Le dualisme cartésien pourrait dans l’avenir être avantageusement remplacé par un holisme écologique. Le premier paragraphe de la préface du livre Deep Ecology for the 21st century pose ainsi les termes du changement envisagé : « The long-range Deep Ecology movement has been characterized by a move from anthropocentrism to ecocentrism »12. Il s’agirait d’ouvrir les sciences humaines vers une prise en compte de tous les aspects de la réalité biophysique.
La pensée occidentalisée se fonde sur le dualisme cartésien et considère l'homme comme un élément distinct et séparé de son environnement. Par exemple, la plupart des économistes s'intéressent presque exclusivement aux êtres humains, ignorant pratiquement l'économie de la nature. De leur côté, la plupart des écologistes académiques étudient les organismes non humains, ignorant pratiquement l'homme. Même en économie environnementaliste, la nature ne sert que de fournisseur de ressources et de puits de déchets. Cette perception dualiste est exacerbée par l'arrogance technologique. La confiance absolue en l'ingéniosité technique est l'une des explications au privilège presque exclusif de la croissance économique comme voie menant à la durabilité socio-économique et écologique. En résumé, le paradigme dominant sur lequel repose le développement mondial fait correspondre le bien-être humain à la croissance des revenus. Les facteurs écologiques et sociaux indépendants sont presque totalement exclus de l'équation monétaire. Pourtant, bien que les êtres humains ne puissent, par définition, faire partie de l'environnement, ils font étroitement partie de chacun des écosystèmes qu'ils exploitent.
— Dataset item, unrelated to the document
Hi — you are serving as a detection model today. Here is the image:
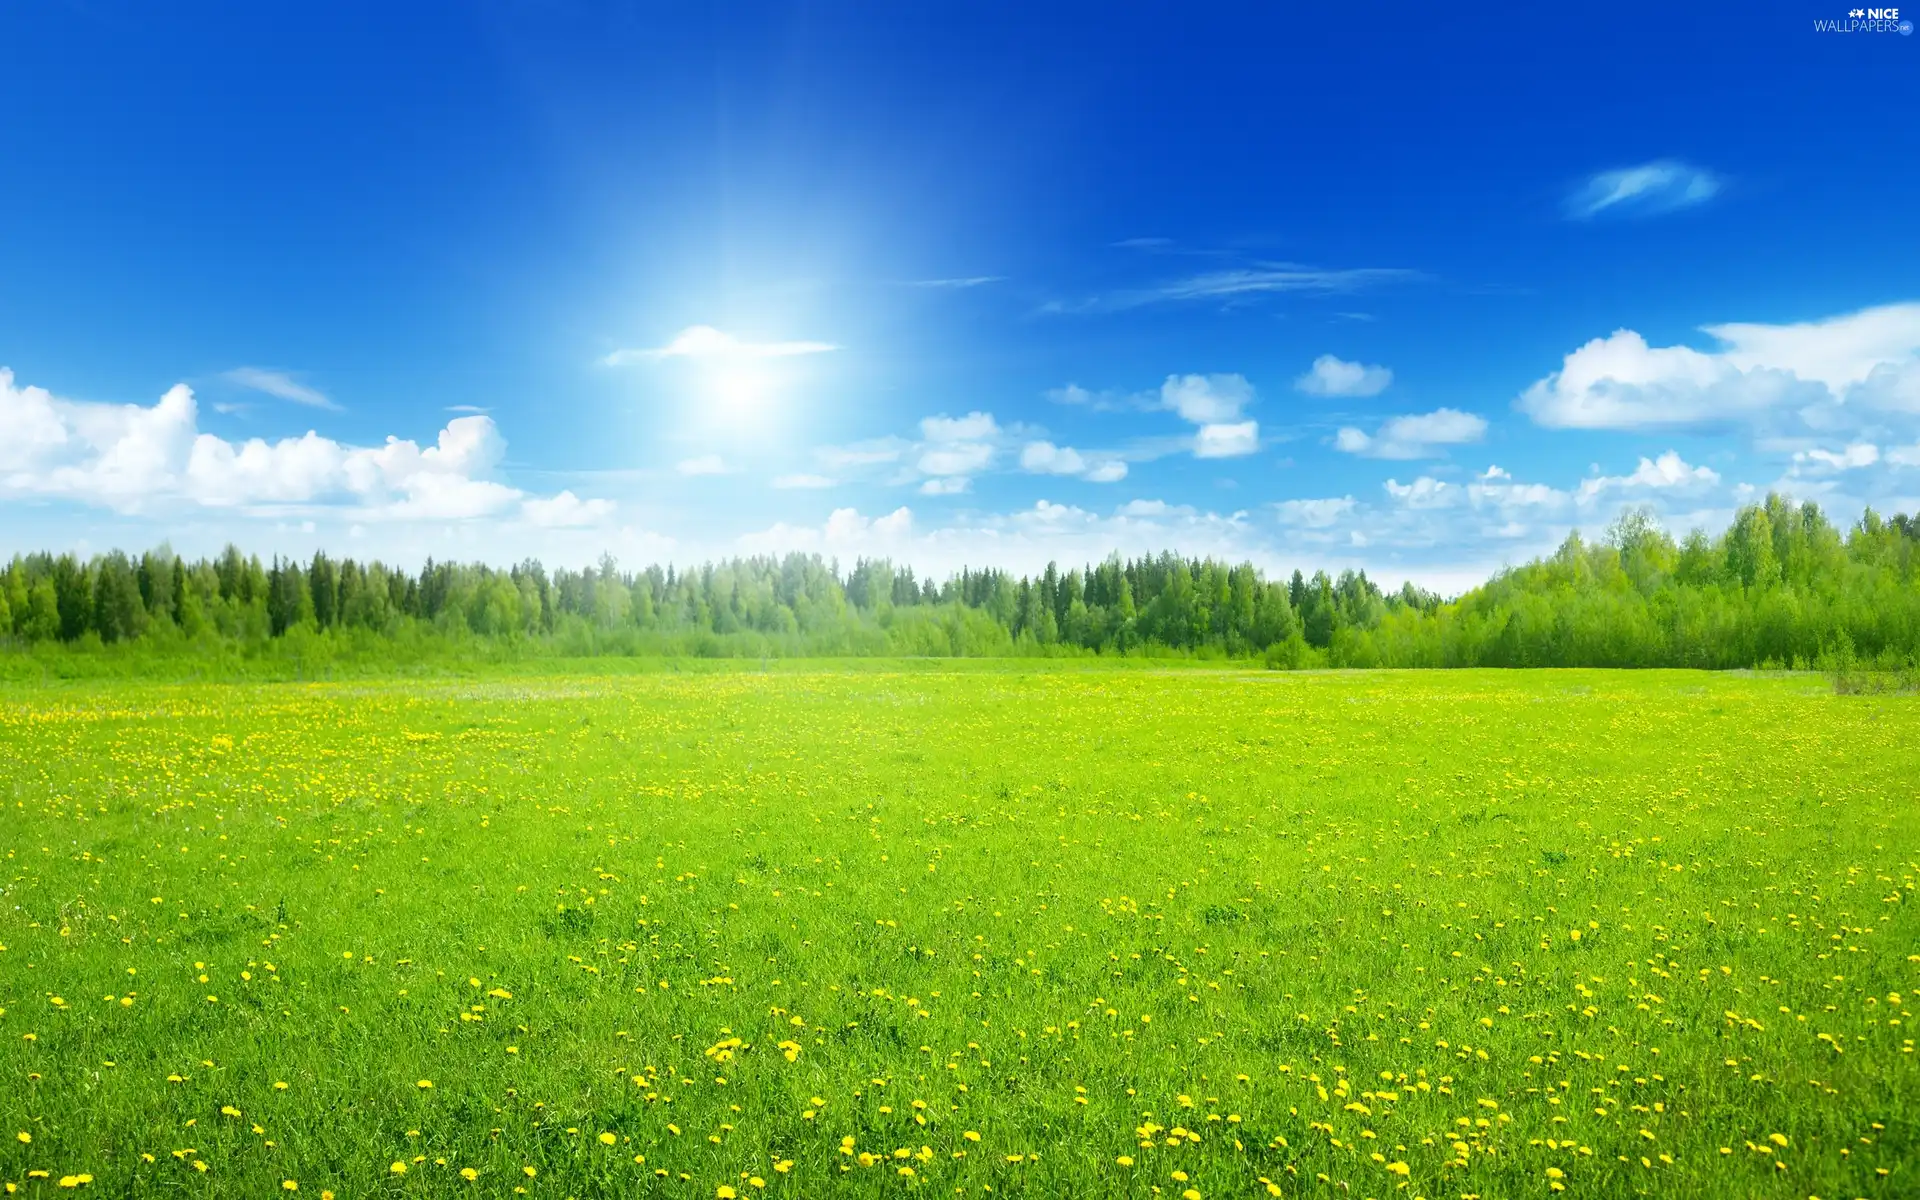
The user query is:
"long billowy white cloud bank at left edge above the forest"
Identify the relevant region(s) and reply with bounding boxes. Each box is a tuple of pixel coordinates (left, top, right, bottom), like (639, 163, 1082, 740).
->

Le holisme écologique présente une alternative au dualisme cartésien. Dans cette optique, l'économie est perçue comme un sous-système ouvert, en croissance et complètement dépendant d'une écosphère matériellement fermée, finie (notre planète) et sans croissance. La notion d'un « environnement » distinct disparaît. Les apports nets à l'écosphère se limitent à l'énergie solaire et la déperdition aux pertes thermiques. La croissance du sous-système économique est donc, de façon ultime, freinée par les capacités de production de l'écosphère et par les possibilités d'assimilation de celle-ci. Ces contraintes peuvent être soulagées par la réutilisation, la remise à neuf et le recyclage, mais ne peuvent être éliminées. La compétition entre les espèces est donc un jeu à somme nulle, ce qui est gagné par les uns est perdu par les autres. Le progrès technique permet à l'être humain d'exploiter avec un succès incroyable presque tous les écosystèmes de la planète. Toutefois, l'énergie et les matières extraites des réserves totales mondiales pour répondre aux besoins des humains sont retirées, de façon irréversible, aux autres espèces. La croissance de l'entreprise humaine entraîne le déplacement d'espèces hors de leurs niches d'alimentation et d'habitat, l'élimination d'autres espèces qui sont en compétition avec nous pour la nourriture et les ressources, ainsi que l'appauvrissement des stocks du capital naturel.